In altre parole, la sicurezza in Italia “non s’ha da fare …” [cit.] in nessuna circostanza. Intanto gli italiani vivono su doppie linee parallele.
A fare luce su questo timore che si spande a macchia d’olio anche un recente sondaggio Swg, realizzato durante gli ultimi giorni di luglio.
Eseguito su un campione rappresentativo della popolazione, svela che il 51% dei lavoratori teme dei licenziamenti. Più precisamente, oltre la metà degli intervistati ritiene probabile la perdita del posto di lavoro.
L’indagine a campione sul Bel Paese
Se da una parte quindi il 49% dei lavoratori non vede (o non sente il peso) di un licenziamento – con la certezza di essere collocato in un’azienda o in un ente solido – il 32% dei dipendenti, pensa che nella propria azienda ci saranno probabilmente dei tagli.
Il 17% degli intervistati, è più pessimista e teme di poter essere coinvolto in prima persona negli esoneri.
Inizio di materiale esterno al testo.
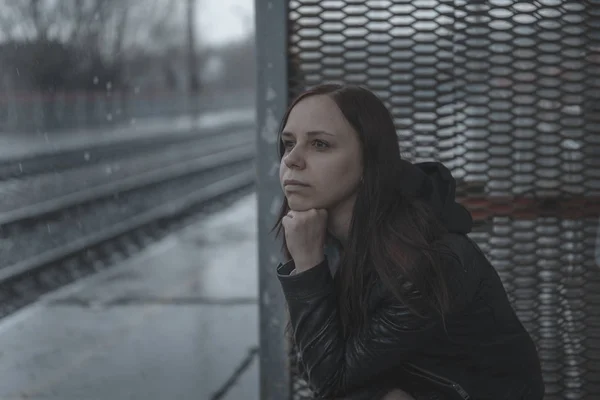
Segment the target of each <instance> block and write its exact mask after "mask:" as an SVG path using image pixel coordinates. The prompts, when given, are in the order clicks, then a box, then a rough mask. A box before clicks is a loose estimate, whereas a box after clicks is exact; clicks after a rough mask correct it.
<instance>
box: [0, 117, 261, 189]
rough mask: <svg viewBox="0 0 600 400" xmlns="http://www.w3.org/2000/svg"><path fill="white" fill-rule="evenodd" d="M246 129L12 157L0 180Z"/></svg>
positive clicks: (35, 173) (56, 170)
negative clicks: (38, 154)
mask: <svg viewBox="0 0 600 400" xmlns="http://www.w3.org/2000/svg"><path fill="white" fill-rule="evenodd" d="M249 128H251V124H249V123H248V122H234V123H230V124H227V125H225V126H221V127H218V128H212V129H208V130H206V131H202V132H198V131H192V130H190V132H189V133H178V134H176V135H171V134H169V133H167V132H165V133H164V134H156V135H153V136H152V137H144V138H133V139H127V140H120V141H118V142H112V143H103V144H96V145H87V146H81V147H78V148H76V149H68V150H63V151H60V152H50V153H46V154H39V155H32V156H28V157H20V158H19V159H16V160H3V161H0V180H6V179H12V178H23V177H27V176H29V175H36V174H42V173H47V172H49V171H53V172H62V171H64V170H68V169H73V168H79V167H82V166H85V165H92V164H96V163H101V162H108V161H111V160H118V159H122V158H124V157H130V156H132V155H135V154H139V153H145V152H146V153H147V152H150V151H155V150H157V149H165V148H168V147H169V146H176V145H179V144H182V143H187V144H189V145H190V146H193V145H194V144H195V143H199V142H201V141H203V140H205V139H206V138H209V137H218V136H220V135H223V134H226V133H227V132H230V131H232V130H242V129H249Z"/></svg>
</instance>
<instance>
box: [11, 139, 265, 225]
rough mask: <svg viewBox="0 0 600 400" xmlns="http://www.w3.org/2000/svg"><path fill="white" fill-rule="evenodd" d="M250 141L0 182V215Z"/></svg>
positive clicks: (177, 147) (148, 155) (154, 152)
In conclusione, il restante 2% del campione afferma di essere già stato licenziato. E le previsioni dell’Ocse dimostrano che questi timori non sono completamente infondati.
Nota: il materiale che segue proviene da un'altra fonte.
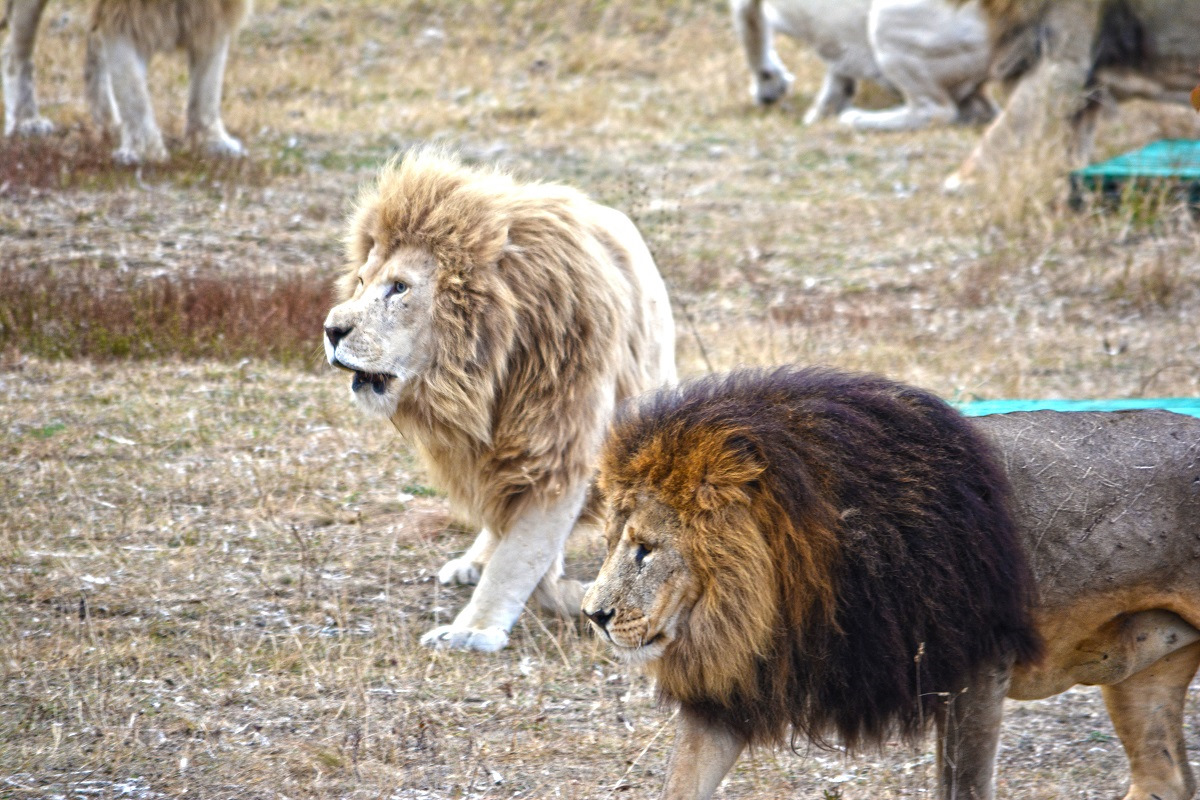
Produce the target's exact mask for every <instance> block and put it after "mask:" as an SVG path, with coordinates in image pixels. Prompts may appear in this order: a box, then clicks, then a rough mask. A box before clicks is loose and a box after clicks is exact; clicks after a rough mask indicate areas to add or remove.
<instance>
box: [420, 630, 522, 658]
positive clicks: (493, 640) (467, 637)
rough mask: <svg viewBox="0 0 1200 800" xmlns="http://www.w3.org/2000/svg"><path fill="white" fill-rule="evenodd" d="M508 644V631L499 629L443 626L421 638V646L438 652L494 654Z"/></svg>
mask: <svg viewBox="0 0 1200 800" xmlns="http://www.w3.org/2000/svg"><path fill="white" fill-rule="evenodd" d="M508 643H509V634H508V631H505V630H504V628H500V627H485V628H478V627H461V626H458V625H443V626H442V627H436V628H433V630H432V631H430V632H428V633H426V634H425V636H422V637H421V644H424V645H425V646H427V648H437V649H438V650H479V651H481V652H496V651H497V650H503V649H504V648H505V646H506V645H508Z"/></svg>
Occupazione: 1 lavoratore su 2 ha paura del licenziamento. Come comportarsi dunque?
L’Ocse sottolinea l’importanza di «agire rapidamente per aiutare i propri giovani a mantenere un legame con il mercato del lavoro; per esempio riprendendo e rinnovando significativamente il programma Garanzia giovani”. O varando ulteriori incentivi all’assunzione».
Purtroppo, alcuni settori – più di altri – sono a rischio. Tra questi il turismo, la ristorazione e il piccolo commercio. In questi casi, l’ente rileva che sia opportuno consigliare al singolo lavoratore, di non farsi cogliere impreparato e di provare a rivolgersi a dei recruiter per affrontare al meglio il cambiamento lavorativo.
Parole che, all’atto pratico, poco concordano con la realtà, in quanto non è possibile prevedere determinate sfaccettature. La soluzione più giusta sarebbe quella di attendere e vedere di volta in volta l’evolversi della situazione. Questo non consolerà gli italiani che ancora sono messi in tensione da semplici estensioni risolutive. Tutto sta nel vedere amaramente cosa ci riserverà il futuro.